Here is the view I am using for queries: http://pastie.org/8403299

 

Here is the Raw Data you can check 


 

which you can check.

 

What is needed:

 

1) Gained students are those who exist in the selected / filtered month and don't exist in the previous month.

 

2) Lost students are those who exist in the previous month of the selected / filtered month and don't exist in the selected / filtered month.

 

3) Get a list of all lost students since the start of the center till now().

 

4) Get a list of all gained students since the start of center till now.

 

I am currently stuck with query 1) (Gained students are those who exist in the selected / filtered month and don't exist in the previous month.)

 

I have written it like that (see just below), but I get the same number of rows back if I haven't filtered anything... uff.

 



  1. SELECT *



  2. FROM lessons_master_001 my1



  3. WHERE NOT EXISTS



  4. (



  5. SELECT 0



  6. FROM lessons_master_001 my2



  7. WHERE



  8. my1.student_id = my2.`student_id`



  9. AND



  10. my1.teacher_id = my2.teacher_id



  11. AND



  12. my1.`student_payment_id`= my2.`student_payment_id`AND



  13. CONCAT(CAST(MONTH(DATE_ADD(my1.Lesson_Booking_Date, INTERVAL -1 MONTH))AS CHAR(20)),CAST(YEAR(DATE_ADD(my1.Lesson_Booking_Date, INTERVAL -1 MONTH))AS CHAR(20)))



  14. =



  15. CONCAT(CAST(MONTH(my2.`Lesson_Booking_Date`)AS CHAR(20)),CAST(YEAR(my2.`Lesson_Booking_Date`)AS CHAR(20)))



  16. )



My logic is like this so I take everything from the view lessons_master_001 and give alias my1 and in the NOT EXISTS clause I am giving to the same dataset alias my2, then join those ID's that are also used in view lessons_master_001 and then try to connect previous month from data set my1 with current month from data set my2.

 

I am using DATE_ADD function to subtract month from current date and practically get date - 1 month.

 

I would really appreciate any help you will provide, cause I lost 2 days already on it with no progress in front.

 

Thank you in advance.

Link to comment
Share on other sites

In database you must learn to think set-oriented. You are looking for a set of records where it is true that the value of each student appears in the subset for this month, but does not appear in the subset for last month.

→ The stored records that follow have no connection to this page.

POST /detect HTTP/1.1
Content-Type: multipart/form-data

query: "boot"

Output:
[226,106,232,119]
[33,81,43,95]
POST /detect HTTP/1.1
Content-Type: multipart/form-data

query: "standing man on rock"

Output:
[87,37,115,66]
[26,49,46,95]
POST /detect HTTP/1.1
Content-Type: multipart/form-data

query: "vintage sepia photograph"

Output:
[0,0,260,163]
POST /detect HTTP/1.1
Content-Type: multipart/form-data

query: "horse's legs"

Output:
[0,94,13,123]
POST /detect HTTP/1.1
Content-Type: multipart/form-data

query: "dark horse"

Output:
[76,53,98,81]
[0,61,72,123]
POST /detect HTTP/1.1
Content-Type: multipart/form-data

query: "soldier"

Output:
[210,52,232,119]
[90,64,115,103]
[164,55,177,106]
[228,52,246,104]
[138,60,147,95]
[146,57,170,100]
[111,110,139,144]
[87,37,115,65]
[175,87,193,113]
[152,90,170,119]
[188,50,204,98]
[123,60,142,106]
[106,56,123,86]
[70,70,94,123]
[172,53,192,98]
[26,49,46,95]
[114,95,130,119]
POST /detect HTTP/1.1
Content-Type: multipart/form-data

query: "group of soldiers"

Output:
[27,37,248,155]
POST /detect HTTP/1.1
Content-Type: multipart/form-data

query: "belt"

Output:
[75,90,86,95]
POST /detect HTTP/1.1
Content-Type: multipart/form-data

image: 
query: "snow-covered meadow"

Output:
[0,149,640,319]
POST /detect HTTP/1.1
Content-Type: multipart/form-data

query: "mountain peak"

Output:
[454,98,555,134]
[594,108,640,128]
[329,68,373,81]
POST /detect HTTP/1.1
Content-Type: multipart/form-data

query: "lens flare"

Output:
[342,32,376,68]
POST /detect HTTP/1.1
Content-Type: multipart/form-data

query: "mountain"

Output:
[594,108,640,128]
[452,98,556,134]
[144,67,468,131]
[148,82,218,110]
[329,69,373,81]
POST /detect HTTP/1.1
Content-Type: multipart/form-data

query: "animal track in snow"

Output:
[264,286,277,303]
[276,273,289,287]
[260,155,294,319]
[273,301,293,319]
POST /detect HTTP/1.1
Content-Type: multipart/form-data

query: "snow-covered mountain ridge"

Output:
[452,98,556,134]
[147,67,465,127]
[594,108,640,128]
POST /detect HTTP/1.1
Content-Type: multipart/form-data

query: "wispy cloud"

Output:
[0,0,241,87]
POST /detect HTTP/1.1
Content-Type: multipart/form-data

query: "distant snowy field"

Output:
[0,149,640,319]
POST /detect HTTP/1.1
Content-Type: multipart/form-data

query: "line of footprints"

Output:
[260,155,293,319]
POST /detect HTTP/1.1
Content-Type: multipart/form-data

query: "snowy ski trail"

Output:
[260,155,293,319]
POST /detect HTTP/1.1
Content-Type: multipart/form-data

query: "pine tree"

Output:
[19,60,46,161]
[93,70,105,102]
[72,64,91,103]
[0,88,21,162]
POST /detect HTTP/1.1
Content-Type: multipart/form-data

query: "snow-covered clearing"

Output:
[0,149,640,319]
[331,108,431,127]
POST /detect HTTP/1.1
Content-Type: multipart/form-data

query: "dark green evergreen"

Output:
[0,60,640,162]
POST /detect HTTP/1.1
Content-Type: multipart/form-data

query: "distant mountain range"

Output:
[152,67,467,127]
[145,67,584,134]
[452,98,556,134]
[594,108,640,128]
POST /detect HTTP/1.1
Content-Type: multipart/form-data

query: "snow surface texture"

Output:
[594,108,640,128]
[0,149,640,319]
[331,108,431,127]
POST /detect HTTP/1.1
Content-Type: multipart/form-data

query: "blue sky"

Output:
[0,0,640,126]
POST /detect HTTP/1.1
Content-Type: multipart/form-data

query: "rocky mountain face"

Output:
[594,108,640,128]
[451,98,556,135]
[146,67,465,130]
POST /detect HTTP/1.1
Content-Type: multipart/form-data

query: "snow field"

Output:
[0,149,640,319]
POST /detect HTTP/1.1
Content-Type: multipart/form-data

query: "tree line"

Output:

So the first thing you'd do is create the two subsets and link them; select once from the table for this month, and select a second time, for last month. Linkthose together and see which students don't appear in both sets.

 

Lookup the LEFT JOIN.

 

also, ear about dates in SQL, your whole concat stuff is very messy and boils down to "AND my1.lesson_booking_date - interval 1 month = my.lesson_booking_date"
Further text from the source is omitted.